All of which is a shame, because while Sentry wasn’t ever used all that well, that never had to be the case. He has a solid costume design, and his premise, while obviously something that needs to be handled gingerly, is an interesting one, and the right writer could have a field day exploring all the metafictional possibilities of a character which had simply been forgotten (can you imagine if Grant Morrison still worked for Marvel when the Sentry had been introduced?). Furthermore Sentry’s tagline, “The power of a million exploding suns!” is without question one of the best I’ve ever heard. Not only is it cool as hell, it’s instantly memorably, and surprisingly subtle to boot. It tells you not only how powerful the Sentry is, but also hints at how unstable he must be as well; it can’t be an easy task to wrangle the power of a million exploding suns.
So while the mainline Marvel continuity fumbled the Sentry’s potential, Jeff Parker and Paul Tobin’s stand-alone miniseries The Age of the Sentry understands how to use Sentry perfectly, and proves that even the most difficult character can be used to great effect.
Parker and Tobin accomplish this by taking the core of the Sentry’s concept, that he is a classic, 1960s, Marvel character, and expand on it by showing what those stories would have been like.
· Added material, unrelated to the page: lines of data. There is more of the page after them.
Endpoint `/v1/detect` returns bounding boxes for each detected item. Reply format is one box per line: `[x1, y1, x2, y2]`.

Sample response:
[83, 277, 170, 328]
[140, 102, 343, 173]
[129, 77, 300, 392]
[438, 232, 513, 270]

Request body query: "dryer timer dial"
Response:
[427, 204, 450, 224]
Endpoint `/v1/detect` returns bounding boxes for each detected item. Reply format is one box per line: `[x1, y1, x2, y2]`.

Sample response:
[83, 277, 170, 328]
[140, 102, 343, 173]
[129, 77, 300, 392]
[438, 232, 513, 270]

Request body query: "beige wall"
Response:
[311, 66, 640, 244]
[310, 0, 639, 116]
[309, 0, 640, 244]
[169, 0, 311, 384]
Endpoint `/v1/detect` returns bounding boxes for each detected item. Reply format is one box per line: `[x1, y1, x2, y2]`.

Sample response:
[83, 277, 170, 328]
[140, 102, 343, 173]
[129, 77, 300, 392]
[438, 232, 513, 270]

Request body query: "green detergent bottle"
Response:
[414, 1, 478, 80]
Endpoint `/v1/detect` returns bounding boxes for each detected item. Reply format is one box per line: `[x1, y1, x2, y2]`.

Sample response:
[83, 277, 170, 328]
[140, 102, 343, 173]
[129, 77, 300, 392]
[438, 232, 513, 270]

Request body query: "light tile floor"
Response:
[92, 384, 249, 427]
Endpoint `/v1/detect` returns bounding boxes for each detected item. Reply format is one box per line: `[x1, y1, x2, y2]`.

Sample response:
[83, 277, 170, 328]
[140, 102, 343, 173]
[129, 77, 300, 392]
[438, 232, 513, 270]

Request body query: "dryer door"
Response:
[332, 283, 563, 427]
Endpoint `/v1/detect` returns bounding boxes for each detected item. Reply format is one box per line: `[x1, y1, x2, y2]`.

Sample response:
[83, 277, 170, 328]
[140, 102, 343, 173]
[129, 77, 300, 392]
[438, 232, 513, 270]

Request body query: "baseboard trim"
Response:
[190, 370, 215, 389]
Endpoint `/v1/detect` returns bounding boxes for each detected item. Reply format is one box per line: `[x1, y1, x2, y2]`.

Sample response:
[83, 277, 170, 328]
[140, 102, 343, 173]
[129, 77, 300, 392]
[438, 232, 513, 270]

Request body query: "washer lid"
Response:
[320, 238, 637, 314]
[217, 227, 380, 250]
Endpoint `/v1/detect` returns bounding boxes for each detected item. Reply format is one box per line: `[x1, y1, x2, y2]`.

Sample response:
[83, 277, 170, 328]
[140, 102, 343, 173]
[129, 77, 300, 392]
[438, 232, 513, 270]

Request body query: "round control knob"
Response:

The end result is a campy, fun series, which still manages to surprise the reader at various points, and, despite its technically out of continuity status, tie into the Sentry’s role in the modern Marvel universe. The Age of the Sentry is never afraid to seem ridiculous (unlike much of mainline Marvel, which is terrified of looking silly—and then just ends up looking even sillier as a result), giving Sentry over the top villains such as Cranio, The Man With the Tri-Level Mind (he literally has three brains, but he only refers to it as his “tri-level mind”), as well as sending our hero on adventures involving giving a space alien dating advice, a rivalry with Truman Capote, and an encounter with the “Golden Age Sentry,” who despite possessing the power of a million exploding suns, carries a handgun and loves to use it. All of this is presented with a sort of straight faced absurdity that only serves to make the comic even more entertaining. Further, despite having a different artist on almost every single issue, the art is uniformly excellent; cartoony without being ridiculous, and pops right off of the page.
This series managed to fly under the radar when it was coming out, and even I only read it because I found the trade marked down to ten bucks, but I can’t recommend it enough, even if, especially if, you hate the Sentry. Even the most irritating character can make for an interesting story, and The Age of the Sentry proves it.